Member of the House of Representatives for Cebu's 6th district
- In office December 30, 1953 – March 1, 1956
- Preceded by: Manuel Zosa
- Succeeded by: Manuel Zosa

Mayor of Ronda, Cebu
- In office 1934–1936
- Preceded by: Fermin Lucero
- Succeeded by: Honorato Villalon

Personal details
- Born: May 23, 1904 Ronda, Cebu, Philippine Islands
- Party: Liberal
- Relations: Felicisimo Lucero; Fermin Lucero;
- Parent(s): Aquilino Lucero Brigida Villagonzalo
- Alma mater: Philippine Law School; University of Manila;

= Santiago Lucero (congressman) =

Filipino Visayan lawyer, politician and judge

Santiago Villagonzalo Lucero (May 23, 1904, date of death unknown) was a Filipino Visayan lawyer, politician and judge from Cebu, Philippines. He was mayor of the municipality of Ronda (1934–1936) and member of the House of Representatives for Cebu's 6th legislative district (1954–1956).

== Early life ==
Santiago V. Lucero was the son of Aquilino Lucero and Brigida Villagonzalo. He was born in Ronda, Cebu on May 23, 1904. He attended at the University of Manila's College of Liberal Arts, obtaining an associate in arts degree. Then in 1934, he acquired a law degree from the Philippine Law School, and on December 11, 1934, he was admitted to the Philippine Bar. Like his father, he and his siblings Felicisimo and Fermin would become mayor of Ronda. Santiago married Catalina Mercado who inherited her family's ancestral house in Carcar that was declared a heritage house by Ambeth Ocampo, chair of the National Historical Commission of the Philippines on May 28, 2010.

== Career ==
Santiago Lucero was a municipal clerk in Ronda in 1929 to 1930 and in 1932, he was a Senate clerk for a year. He then became municipal president (equivalent of mayor) of Ronda from 1934 until 1936, succeeding Fermin Lucero, his brother. He would later be replaced by Honorato Villalon.

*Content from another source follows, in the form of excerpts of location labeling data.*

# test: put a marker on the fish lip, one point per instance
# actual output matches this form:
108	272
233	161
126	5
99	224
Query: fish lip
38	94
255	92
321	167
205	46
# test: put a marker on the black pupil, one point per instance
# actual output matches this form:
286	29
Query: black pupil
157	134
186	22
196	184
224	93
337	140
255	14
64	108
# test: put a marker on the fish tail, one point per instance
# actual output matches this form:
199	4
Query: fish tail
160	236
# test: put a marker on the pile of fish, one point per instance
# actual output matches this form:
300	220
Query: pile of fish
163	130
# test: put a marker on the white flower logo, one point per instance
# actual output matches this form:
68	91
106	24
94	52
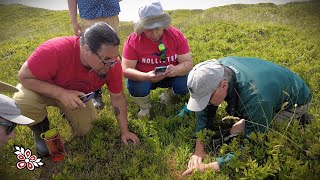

Later, he was appointed Justice of Peace for the municipality of Carcar in 1936–1942, and Probation Office of the province of Cebu from 1946 to 1948. His appointment as the Assistant Provincial Fiscal of Cebu was made on July 18, 1948 by then President Elpidio Quirino, and he served in this post until 1953.

Running as a candidate of the Liberal Party, he was voted member of the House of Representatives of the 3rd Congress of the Republic, representing the 6th legislative district of Cebu from 1954 until 1956. As a congressman, he was member of the Committees on Codification of Laws, Judiciary, Mines and National Language.